The movie stars Jan Michael Vincent, who spent most of the 1970s on the cusp of big stardom but for some reason never seemed to make it to the next level. His later life was a mixture of personal problems and professional dead ends. In this movie he plays a headstrong, independent young man who wants to make his way in life as a long haul trucker. He is supported by his hard working wife but she worries that the job will keep them apart. For much of the film, that is not an issue because he can't get a job hauling anything. He once worked for his father in the trucking business and they shared some basic values, including knowing what is legal and right. His unwillingness to move contraband along with the legitimate products is the reason he is blackballed by the local trucking collective. It is hard to imagine that a guy could get away at one point with hijacking a job at gunpoint, but that is a plot point in this film and it kind of makes sense. There are several other actors of note in the film. Kay Lenz plays his wife and she was on TV and small movies all the time in the 1970s and 80s. Her biggest role was in the mini series Rich Man, Poor Man and she also appeared in another of the Movie A Day Projects "The Great Scout and Cathouse Thursday". She is still working and appears in television programs on a regular basis. Her character here is nearly as head strong as Vincent's is. They made a very believable on screen couple. The great Slim Pickins is in this movie, but it is one of the few performances I've seen him in where he does not seem to be putting much energy into it. He will be better remembered for his work in 1975 in Blazing Saddles than this. He does however get a pretty effective death scene and it was disturbing enough to me to be able to recall it vividly before I watched this again for the first time in thirty plus years. L.Q. Jones is in the movie as well. L.Q. was a buddy of Strother Martin, the actor who was my Mother's cousin. I always keep an eye out for him in movies because he is a connection to those days. I was told recently that he had died but that turned out to be premature and the woman I know who is writing about Strother, has had some contact with him. He is especially slimey in this film, they gave him a pair of black leather pants to wear and he looks like some nasty peckerwood who is trying to be something bigger than he really is.

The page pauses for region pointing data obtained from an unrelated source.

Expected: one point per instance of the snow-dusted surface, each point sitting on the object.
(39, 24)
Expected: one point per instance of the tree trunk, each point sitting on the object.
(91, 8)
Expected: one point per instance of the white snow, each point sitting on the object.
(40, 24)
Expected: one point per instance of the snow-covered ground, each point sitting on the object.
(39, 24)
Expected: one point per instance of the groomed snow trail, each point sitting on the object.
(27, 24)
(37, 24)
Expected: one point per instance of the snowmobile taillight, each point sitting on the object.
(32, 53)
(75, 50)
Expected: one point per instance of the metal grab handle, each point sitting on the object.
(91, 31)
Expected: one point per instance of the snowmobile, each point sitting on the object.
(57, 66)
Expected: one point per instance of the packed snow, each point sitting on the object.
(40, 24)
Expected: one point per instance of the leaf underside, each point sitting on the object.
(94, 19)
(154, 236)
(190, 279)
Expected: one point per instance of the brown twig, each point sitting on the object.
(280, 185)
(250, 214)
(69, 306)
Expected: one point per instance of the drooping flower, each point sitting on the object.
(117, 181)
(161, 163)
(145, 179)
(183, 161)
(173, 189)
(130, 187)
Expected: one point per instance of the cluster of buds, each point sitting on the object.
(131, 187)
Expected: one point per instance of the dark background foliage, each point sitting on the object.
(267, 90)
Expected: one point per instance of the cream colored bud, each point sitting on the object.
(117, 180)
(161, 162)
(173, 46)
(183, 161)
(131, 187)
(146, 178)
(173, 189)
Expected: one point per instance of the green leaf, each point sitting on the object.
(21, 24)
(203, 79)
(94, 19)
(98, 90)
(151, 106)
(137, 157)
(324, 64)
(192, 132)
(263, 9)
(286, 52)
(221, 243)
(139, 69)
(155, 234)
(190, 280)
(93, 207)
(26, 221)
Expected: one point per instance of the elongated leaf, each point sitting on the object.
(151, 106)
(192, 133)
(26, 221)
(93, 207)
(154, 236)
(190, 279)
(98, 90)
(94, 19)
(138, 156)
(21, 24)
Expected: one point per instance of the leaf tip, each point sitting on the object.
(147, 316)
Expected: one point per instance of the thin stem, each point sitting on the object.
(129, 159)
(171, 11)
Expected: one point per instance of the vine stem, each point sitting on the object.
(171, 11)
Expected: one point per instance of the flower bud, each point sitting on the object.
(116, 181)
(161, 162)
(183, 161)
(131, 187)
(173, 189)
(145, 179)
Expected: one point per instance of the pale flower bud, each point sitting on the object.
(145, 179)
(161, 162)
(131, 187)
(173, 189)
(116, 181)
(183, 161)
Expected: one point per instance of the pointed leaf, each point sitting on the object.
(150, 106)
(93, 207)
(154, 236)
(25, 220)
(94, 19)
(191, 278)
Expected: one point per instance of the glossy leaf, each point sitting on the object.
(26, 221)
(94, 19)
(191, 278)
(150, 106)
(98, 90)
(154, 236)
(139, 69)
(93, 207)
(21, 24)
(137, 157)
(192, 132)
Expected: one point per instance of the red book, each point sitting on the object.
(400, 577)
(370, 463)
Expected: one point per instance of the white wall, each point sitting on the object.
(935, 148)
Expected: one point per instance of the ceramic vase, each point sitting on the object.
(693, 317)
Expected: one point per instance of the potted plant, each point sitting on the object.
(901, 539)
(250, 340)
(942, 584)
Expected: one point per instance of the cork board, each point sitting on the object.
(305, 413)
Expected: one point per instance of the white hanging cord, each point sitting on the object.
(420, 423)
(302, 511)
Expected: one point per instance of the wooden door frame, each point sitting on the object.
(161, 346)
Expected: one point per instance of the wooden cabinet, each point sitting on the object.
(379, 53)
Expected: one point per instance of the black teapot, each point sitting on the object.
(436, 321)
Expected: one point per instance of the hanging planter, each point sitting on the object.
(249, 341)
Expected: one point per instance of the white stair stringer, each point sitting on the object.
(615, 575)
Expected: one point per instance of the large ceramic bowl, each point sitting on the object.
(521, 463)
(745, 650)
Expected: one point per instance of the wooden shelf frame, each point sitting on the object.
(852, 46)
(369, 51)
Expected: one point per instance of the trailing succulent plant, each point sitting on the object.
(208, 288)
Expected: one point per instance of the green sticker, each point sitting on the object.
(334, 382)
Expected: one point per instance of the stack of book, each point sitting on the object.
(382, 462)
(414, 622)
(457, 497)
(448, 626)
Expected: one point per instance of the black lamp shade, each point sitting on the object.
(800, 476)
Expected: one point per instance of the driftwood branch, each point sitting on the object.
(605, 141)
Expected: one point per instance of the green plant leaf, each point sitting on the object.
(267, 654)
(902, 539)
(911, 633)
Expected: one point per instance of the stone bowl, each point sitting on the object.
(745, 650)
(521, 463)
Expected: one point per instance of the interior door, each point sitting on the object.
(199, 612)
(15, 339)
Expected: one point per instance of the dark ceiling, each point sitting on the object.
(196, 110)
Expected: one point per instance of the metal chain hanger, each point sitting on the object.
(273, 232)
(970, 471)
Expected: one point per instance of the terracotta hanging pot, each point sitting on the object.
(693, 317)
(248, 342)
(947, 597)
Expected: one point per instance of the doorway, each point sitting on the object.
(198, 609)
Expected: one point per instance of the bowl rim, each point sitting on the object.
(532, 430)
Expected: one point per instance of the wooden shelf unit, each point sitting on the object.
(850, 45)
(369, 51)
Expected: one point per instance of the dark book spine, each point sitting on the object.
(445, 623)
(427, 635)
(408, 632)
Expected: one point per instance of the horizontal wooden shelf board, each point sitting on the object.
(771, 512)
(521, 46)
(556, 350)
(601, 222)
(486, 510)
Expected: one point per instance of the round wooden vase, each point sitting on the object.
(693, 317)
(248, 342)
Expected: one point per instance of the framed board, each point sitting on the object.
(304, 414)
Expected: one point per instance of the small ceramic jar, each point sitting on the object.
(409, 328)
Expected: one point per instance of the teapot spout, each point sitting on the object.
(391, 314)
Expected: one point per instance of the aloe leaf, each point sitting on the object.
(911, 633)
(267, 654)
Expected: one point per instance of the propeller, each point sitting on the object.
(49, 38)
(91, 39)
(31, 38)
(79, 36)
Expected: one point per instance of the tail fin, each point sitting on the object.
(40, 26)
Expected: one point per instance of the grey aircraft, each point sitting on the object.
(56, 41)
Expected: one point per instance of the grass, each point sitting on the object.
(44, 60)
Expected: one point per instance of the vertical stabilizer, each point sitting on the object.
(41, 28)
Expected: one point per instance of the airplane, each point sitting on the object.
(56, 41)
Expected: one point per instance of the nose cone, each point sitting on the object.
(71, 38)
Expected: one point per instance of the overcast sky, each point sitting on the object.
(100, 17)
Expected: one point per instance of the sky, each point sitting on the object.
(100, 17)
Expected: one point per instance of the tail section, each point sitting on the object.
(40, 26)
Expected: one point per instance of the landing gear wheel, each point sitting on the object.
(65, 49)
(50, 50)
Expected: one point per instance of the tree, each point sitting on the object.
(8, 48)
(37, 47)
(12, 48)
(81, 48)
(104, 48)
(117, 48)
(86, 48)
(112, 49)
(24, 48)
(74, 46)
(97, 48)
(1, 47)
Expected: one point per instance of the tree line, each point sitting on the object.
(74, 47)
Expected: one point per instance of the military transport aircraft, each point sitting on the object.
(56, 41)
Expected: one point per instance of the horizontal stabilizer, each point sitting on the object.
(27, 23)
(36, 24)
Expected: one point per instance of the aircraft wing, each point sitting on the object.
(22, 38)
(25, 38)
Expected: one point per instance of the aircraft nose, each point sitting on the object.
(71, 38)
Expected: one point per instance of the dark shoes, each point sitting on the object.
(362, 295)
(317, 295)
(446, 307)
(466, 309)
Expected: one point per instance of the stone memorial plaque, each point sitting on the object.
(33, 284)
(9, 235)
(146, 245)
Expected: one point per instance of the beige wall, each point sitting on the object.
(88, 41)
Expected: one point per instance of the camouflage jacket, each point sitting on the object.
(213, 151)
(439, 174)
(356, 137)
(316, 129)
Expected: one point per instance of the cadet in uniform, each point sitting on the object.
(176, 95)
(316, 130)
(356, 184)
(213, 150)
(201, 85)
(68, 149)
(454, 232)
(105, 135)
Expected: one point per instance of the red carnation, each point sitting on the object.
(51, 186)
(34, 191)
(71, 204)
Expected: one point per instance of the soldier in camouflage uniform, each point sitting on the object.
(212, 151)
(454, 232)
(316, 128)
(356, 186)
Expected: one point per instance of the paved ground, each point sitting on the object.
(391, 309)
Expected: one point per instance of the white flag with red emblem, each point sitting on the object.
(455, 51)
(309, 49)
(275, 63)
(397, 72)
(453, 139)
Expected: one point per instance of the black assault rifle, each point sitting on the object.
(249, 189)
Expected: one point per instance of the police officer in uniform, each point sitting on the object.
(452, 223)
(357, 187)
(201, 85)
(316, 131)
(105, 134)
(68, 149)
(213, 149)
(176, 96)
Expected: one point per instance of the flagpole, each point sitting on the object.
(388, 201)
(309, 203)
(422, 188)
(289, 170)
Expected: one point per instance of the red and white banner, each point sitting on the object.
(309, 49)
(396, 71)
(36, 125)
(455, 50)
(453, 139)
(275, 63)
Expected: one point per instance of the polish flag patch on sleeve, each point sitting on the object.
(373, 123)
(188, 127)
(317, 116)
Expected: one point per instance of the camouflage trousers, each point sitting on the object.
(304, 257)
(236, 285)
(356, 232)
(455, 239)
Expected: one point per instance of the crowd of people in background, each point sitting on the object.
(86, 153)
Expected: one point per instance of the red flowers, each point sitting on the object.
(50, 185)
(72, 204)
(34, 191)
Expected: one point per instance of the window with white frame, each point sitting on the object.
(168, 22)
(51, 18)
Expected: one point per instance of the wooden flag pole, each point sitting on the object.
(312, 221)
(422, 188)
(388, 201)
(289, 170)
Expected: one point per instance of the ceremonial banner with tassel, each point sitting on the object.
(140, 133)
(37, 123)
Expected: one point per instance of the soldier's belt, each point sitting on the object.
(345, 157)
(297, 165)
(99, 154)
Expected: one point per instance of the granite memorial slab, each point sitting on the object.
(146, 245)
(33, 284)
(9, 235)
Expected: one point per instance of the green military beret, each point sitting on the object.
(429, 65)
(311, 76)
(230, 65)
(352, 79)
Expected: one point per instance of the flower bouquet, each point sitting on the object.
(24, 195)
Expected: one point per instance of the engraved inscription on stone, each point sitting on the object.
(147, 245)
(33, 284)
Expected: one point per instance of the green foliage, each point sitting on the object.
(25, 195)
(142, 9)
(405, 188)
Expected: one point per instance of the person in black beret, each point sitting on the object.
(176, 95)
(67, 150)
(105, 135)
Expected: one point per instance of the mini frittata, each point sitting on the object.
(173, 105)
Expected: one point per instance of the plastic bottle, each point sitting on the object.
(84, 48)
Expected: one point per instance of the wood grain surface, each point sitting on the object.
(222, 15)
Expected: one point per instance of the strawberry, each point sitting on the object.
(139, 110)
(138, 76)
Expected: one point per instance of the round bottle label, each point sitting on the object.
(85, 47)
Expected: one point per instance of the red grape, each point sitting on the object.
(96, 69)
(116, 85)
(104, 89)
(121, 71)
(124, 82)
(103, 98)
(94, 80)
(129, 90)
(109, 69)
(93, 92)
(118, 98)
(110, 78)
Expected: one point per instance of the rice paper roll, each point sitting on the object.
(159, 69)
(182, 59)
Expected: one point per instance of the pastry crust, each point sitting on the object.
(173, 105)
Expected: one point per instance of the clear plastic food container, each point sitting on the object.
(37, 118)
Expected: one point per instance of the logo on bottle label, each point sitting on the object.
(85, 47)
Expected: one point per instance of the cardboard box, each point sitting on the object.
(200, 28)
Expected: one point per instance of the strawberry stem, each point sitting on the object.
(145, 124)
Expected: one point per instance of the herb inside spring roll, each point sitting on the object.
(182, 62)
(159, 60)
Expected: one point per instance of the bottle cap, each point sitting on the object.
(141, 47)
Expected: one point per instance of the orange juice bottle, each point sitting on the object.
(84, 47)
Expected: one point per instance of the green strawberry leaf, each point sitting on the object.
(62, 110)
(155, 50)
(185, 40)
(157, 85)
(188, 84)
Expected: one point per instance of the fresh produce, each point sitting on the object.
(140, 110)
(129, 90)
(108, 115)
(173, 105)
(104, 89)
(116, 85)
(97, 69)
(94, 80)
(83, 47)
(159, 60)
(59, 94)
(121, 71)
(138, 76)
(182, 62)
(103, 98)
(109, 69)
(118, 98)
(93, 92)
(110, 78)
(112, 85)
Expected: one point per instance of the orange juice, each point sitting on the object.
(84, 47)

An exploitation film like this really thrives on a couple of things, either gratuitous nudity (none here) or spurts of violence (several set pieces here). There is an nice action scene where our hero climbs on top of his big rig and has a shotgun shootout with the bad guys. Most of the violence was basic fisticuffs rather than gunplay or martial arts. The fights are well staged but often feel like there is not much resolution because the antagonists will be dukking it out again in a later scene. The climax of the picture is a well lit night time truck stunt that looks pretty spectacular but it is not clear in the story how it would resolve anything. The idea that the truckers can come together to fight against the corruption they are faced with is a solid one, but the cartel that controls their business seems to be more cartoon like than is needed. In the long run, the story is only moderately satisfying, but the theme and road images made the picture memorable. There is some casual use of racial epithets, and I know I heard people speak that way and not think twice about it in those days. Today such language would be an anathema for most of us. I'm glad to check this one off of the list and it was great to revisit it, even if it was not a great film.